Die Delegierten der 155. Vollversammlung des Bayerischen Jugendrings positioniert sich zur finanziellen Ausstattung der Freiwilligendienste.

Freiwilligendienste bedeuten in vielen Bereichen ehrenamtliches Engagement von Jugendlichen und jungen Erwachsenen für Kinder und Jugendliche. Ein Engagement, sich nachhaltig für die Gesellschaft einzusetzen. Deutschlandweit absolvieren derzeit etwa 80.000 junge Menschen einen Freiwilligendienst.
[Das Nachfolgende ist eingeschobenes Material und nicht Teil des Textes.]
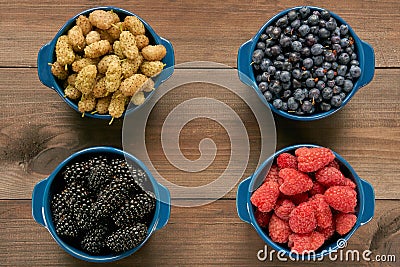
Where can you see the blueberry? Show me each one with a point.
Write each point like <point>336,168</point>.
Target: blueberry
<point>263,86</point>
<point>308,63</point>
<point>304,29</point>
<point>347,86</point>
<point>339,80</point>
<point>324,33</point>
<point>344,58</point>
<point>320,72</point>
<point>330,83</point>
<point>265,63</point>
<point>258,54</point>
<point>342,69</point>
<point>295,24</point>
<point>331,24</point>
<point>314,93</point>
<point>298,94</point>
<point>277,103</point>
<point>336,101</point>
<point>305,51</point>
<point>306,106</point>
<point>268,96</point>
<point>344,29</point>
<point>318,60</point>
<point>285,76</point>
<point>292,103</point>
<point>325,14</point>
<point>292,15</point>
<point>355,71</point>
<point>313,20</point>
<point>310,83</point>
<point>304,11</point>
<point>336,89</point>
<point>285,41</point>
<point>325,106</point>
<point>296,73</point>
<point>320,85</point>
<point>265,76</point>
<point>316,49</point>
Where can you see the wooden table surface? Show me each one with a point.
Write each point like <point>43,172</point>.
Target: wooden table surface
<point>38,130</point>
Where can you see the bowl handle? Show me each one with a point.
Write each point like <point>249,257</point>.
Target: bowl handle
<point>369,200</point>
<point>244,67</point>
<point>369,64</point>
<point>44,70</point>
<point>37,201</point>
<point>241,200</point>
<point>165,206</point>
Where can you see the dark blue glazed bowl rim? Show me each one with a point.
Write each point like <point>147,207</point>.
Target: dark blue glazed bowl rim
<point>361,206</point>
<point>47,55</point>
<point>364,52</point>
<point>47,212</point>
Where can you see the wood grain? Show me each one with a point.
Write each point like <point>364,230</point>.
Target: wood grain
<point>38,130</point>
<point>207,235</point>
<point>198,31</point>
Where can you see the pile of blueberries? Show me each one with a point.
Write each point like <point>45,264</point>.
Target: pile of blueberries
<point>306,62</point>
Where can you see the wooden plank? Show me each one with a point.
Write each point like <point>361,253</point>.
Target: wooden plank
<point>211,32</point>
<point>38,130</point>
<point>206,235</point>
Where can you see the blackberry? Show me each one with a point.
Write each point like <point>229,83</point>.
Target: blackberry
<point>94,242</point>
<point>127,238</point>
<point>135,209</point>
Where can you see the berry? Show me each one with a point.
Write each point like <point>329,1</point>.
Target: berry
<point>264,198</point>
<point>286,160</point>
<point>127,238</point>
<point>283,209</point>
<point>313,159</point>
<point>279,229</point>
<point>294,182</point>
<point>134,210</point>
<point>341,198</point>
<point>323,212</point>
<point>302,243</point>
<point>344,222</point>
<point>302,219</point>
<point>329,176</point>
<point>262,218</point>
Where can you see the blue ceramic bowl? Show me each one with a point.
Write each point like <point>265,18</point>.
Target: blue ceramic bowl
<point>364,209</point>
<point>365,54</point>
<point>47,55</point>
<point>44,190</point>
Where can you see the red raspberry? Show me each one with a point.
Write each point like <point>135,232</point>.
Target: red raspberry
<point>294,182</point>
<point>341,198</point>
<point>327,232</point>
<point>345,222</point>
<point>302,219</point>
<point>348,182</point>
<point>329,176</point>
<point>303,243</point>
<point>334,164</point>
<point>317,189</point>
<point>299,198</point>
<point>313,159</point>
<point>286,160</point>
<point>264,198</point>
<point>283,209</point>
<point>279,230</point>
<point>273,174</point>
<point>262,218</point>
<point>323,212</point>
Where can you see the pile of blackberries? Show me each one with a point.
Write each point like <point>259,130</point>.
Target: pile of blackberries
<point>306,62</point>
<point>100,205</point>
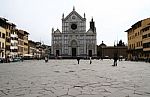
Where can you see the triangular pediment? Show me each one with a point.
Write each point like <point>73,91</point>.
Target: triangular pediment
<point>90,31</point>
<point>74,13</point>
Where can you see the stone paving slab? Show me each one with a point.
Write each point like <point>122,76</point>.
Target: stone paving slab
<point>66,78</point>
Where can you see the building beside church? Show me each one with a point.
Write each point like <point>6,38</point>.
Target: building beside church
<point>74,40</point>
<point>139,40</point>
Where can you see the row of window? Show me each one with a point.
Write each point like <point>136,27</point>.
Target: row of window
<point>145,29</point>
<point>146,36</point>
<point>133,36</point>
<point>138,44</point>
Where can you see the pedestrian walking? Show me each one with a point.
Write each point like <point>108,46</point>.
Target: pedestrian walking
<point>90,60</point>
<point>78,59</point>
<point>46,59</point>
<point>115,60</point>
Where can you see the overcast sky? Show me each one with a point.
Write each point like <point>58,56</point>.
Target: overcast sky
<point>112,17</point>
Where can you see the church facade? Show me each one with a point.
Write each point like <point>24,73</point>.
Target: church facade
<point>74,40</point>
I. Der Landesvorstand des BJR wird beauftragt die Finanzierung der Jugendfreiwilligendienste in Deutschland beim Deutschen Bundesjugendring zu thematisieren und zu erwirken, dass die Vertreter_innen des Deutschen Bundesjugendringes gegenüber den politischen Entscheidungsträgern auf Bundesebene gegen Kürzungen und für eine Verstetigung der notwendigen Mittel im Etat der Freiwilligendienste eintreten.

Laut Bundesministerium für Familie, Senioren, Frauen und Jugend (BMFSFJ) wurde für das Ministerium ein Rekordhaushalt vorgelegt. Ministerin Franziska Giffey verwies in der Haushaltsdebatte explizit auf die „Stärkung von Engagement“. Dennoch fehlen für die Freiwilli-gendienste (Freiwilliges Soziales Jahr (FSJ), Freiwilliges Ökologisches Jahr (FÖJ) und Bundesfreiwilligendienst) im Vergleich zum aktuellen Haushaltsjahr in 2020 etwa 50 Millionen Euro. Diese würden jedoch insbesondere im FSJ und FÖJ dringend benötigt, nicht zuletzt auch bei Trägern der Jugendarbeit in Bayern, zur Qualitätssicherung und dem Ausbau der Freiwilligendienste.

II. Die im BJR organisierten Jugendverbände und Jugendringe nutzen Kontakte zu politischen Entscheidungsträgern um auf die finanzielle Lage in den Freiwilligendiensten aufmerksam zu machen.